Caminho por uma cidade estranha (foto | reprodução)

 

Uma revista mais ou menos frívola pediu a várias pessoas para dizer as “dez coisas que fazem a vida valer a pena”. Sem pensar demasiado, fiz esta pequena lista:

– Esbarrar às vezes com certas comidas da infância, por exemplo: aipim cozido, ainda quente, com melado de cana que vem numa garrafa cuja rolha é um sabugo de milho. O sabugo dará um certo gosto ao melado? Dá: gosto de infância, de tarde na fazenda.

– Tomar um banho excelente num bom hotel, vestir uma roupa confortável e sair pela primeira vez pelas ruas de uma cidade estranha, achando que ali vão acontecer coisas surpreendentes e lindas. E acontecerem.

– Quando você vai andando por um lugar e há um bate-bola, sentir que a bola vem para o seu lado e, de repente, dar um chute perfeito – e ser aplaudido pelo servente de pedreiro.

– Ler pela primeira vez um poema realmente bom.
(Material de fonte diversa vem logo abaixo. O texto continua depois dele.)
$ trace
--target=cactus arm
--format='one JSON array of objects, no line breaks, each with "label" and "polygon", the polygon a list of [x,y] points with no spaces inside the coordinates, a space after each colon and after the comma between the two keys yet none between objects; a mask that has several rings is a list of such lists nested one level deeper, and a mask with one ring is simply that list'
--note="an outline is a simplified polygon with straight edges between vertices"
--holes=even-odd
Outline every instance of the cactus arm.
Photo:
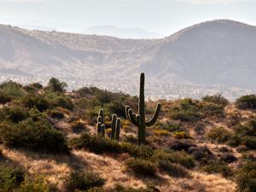
[{"label": "cactus arm", "polygon": [[100,109],[100,111],[99,111],[99,117],[102,118],[101,123],[104,124],[104,111],[103,111],[103,109]]},{"label": "cactus arm", "polygon": [[126,118],[128,119],[128,120],[131,123],[131,120],[130,119],[130,116],[129,116],[129,109],[130,109],[130,107],[127,105],[125,106],[125,115],[126,115]]},{"label": "cactus arm", "polygon": [[157,118],[159,116],[160,109],[161,109],[161,103],[159,102],[159,103],[157,103],[157,107],[156,107],[156,109],[154,111],[154,113],[153,117],[151,118],[150,120],[148,120],[146,123],[147,126],[152,126],[154,124],[155,124],[155,122],[157,120]]},{"label": "cactus arm", "polygon": [[101,124],[102,123],[101,116],[98,116],[98,118],[97,118],[97,123],[101,123]]},{"label": "cactus arm", "polygon": [[105,129],[106,129],[105,125],[101,125],[101,134],[102,137],[105,137]]},{"label": "cactus arm", "polygon": [[111,139],[114,139],[115,137],[115,131],[116,131],[116,115],[112,115],[112,121],[111,121]]},{"label": "cactus arm", "polygon": [[115,140],[119,141],[119,135],[120,135],[120,125],[121,119],[119,118],[116,120],[116,131],[115,131]]},{"label": "cactus arm", "polygon": [[140,118],[139,114],[136,115],[136,121],[137,121],[137,127],[140,127],[140,125],[141,125],[141,118]]},{"label": "cactus arm", "polygon": [[130,108],[130,109],[128,110],[128,113],[129,113],[129,117],[130,117],[131,122],[134,125],[137,125],[137,120],[136,120],[136,119],[135,119],[134,116],[133,116],[133,113],[132,113],[131,108]]},{"label": "cactus arm", "polygon": [[101,126],[102,126],[102,124],[101,122],[98,122],[97,123],[97,135],[100,135],[101,134]]}]

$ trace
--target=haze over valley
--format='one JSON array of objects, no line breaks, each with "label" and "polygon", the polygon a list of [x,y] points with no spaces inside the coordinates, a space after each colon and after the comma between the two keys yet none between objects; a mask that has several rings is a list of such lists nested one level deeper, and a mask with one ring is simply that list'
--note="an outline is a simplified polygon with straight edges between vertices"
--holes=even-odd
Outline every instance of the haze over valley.
[{"label": "haze over valley", "polygon": [[152,99],[255,92],[256,27],[219,20],[157,39],[29,31],[0,26],[0,81],[43,84],[56,77],[69,89],[98,86],[137,95],[140,72]]}]

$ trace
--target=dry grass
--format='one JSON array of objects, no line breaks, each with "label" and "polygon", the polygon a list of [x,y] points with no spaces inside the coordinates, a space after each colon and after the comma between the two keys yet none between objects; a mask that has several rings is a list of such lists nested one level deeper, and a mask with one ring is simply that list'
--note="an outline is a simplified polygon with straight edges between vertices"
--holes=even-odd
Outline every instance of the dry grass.
[{"label": "dry grass", "polygon": [[105,188],[116,184],[129,187],[145,187],[150,183],[162,192],[174,191],[235,191],[236,184],[219,175],[207,175],[191,172],[191,178],[174,178],[159,173],[159,178],[138,179],[125,172],[124,163],[108,156],[97,155],[85,151],[72,152],[71,156],[37,154],[27,151],[3,148],[3,154],[7,160],[18,163],[30,174],[42,174],[48,182],[63,189],[63,177],[73,169],[91,169],[108,179]]}]

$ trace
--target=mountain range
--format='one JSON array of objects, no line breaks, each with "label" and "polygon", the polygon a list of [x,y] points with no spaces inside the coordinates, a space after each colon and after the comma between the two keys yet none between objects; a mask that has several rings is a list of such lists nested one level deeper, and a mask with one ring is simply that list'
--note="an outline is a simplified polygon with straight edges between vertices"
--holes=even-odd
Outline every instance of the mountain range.
[{"label": "mountain range", "polygon": [[83,32],[84,34],[113,36],[122,38],[160,38],[164,35],[158,32],[147,32],[139,28],[122,28],[114,26],[90,26]]},{"label": "mountain range", "polygon": [[45,84],[69,89],[99,86],[137,94],[146,73],[153,99],[221,93],[233,100],[255,92],[256,27],[218,20],[158,39],[25,30],[0,25],[0,82]]}]

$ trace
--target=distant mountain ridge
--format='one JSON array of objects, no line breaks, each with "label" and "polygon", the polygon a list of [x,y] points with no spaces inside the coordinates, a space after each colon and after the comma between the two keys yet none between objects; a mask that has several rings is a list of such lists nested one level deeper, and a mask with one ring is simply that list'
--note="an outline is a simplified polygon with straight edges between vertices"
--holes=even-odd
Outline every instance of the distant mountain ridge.
[{"label": "distant mountain ridge", "polygon": [[114,26],[90,26],[83,32],[84,34],[114,36],[123,38],[161,38],[164,35],[158,32],[147,32],[140,28],[122,28]]},{"label": "distant mountain ridge", "polygon": [[256,90],[256,27],[212,20],[160,39],[29,31],[0,25],[0,81],[44,83],[57,77],[70,89],[96,85],[137,93],[146,73],[152,98],[230,99]]}]

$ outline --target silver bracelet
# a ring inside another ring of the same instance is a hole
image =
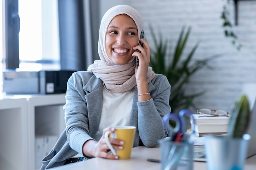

Ou um pedaço de prosa, daqueles que dão inveja na gente e vontade de reler.

– Aquele momento em que você sente que de um velho amor ficou uma grande amizade – ou que uma grande amizade está virando, de repente, amor.

– Sentir que você deixou de gostar de uma mulher que, afinal, para você, era apenas aflição de espírito e frustração da carne – a mulher que não te deu e não te dá, essa amaldiçoada.

– Viajar, partir…

– Voltar.

– Quando se vive na Europa, voltar para Paris, quando se vive no Brasil, voltar para o Rio.

– Pensar que, por pior que estejam as coisas, há sempre uma solução, a morte – o assim chamado descanso eterno.

 

Rubem Braga (1913-1990) foi escritor e cronista.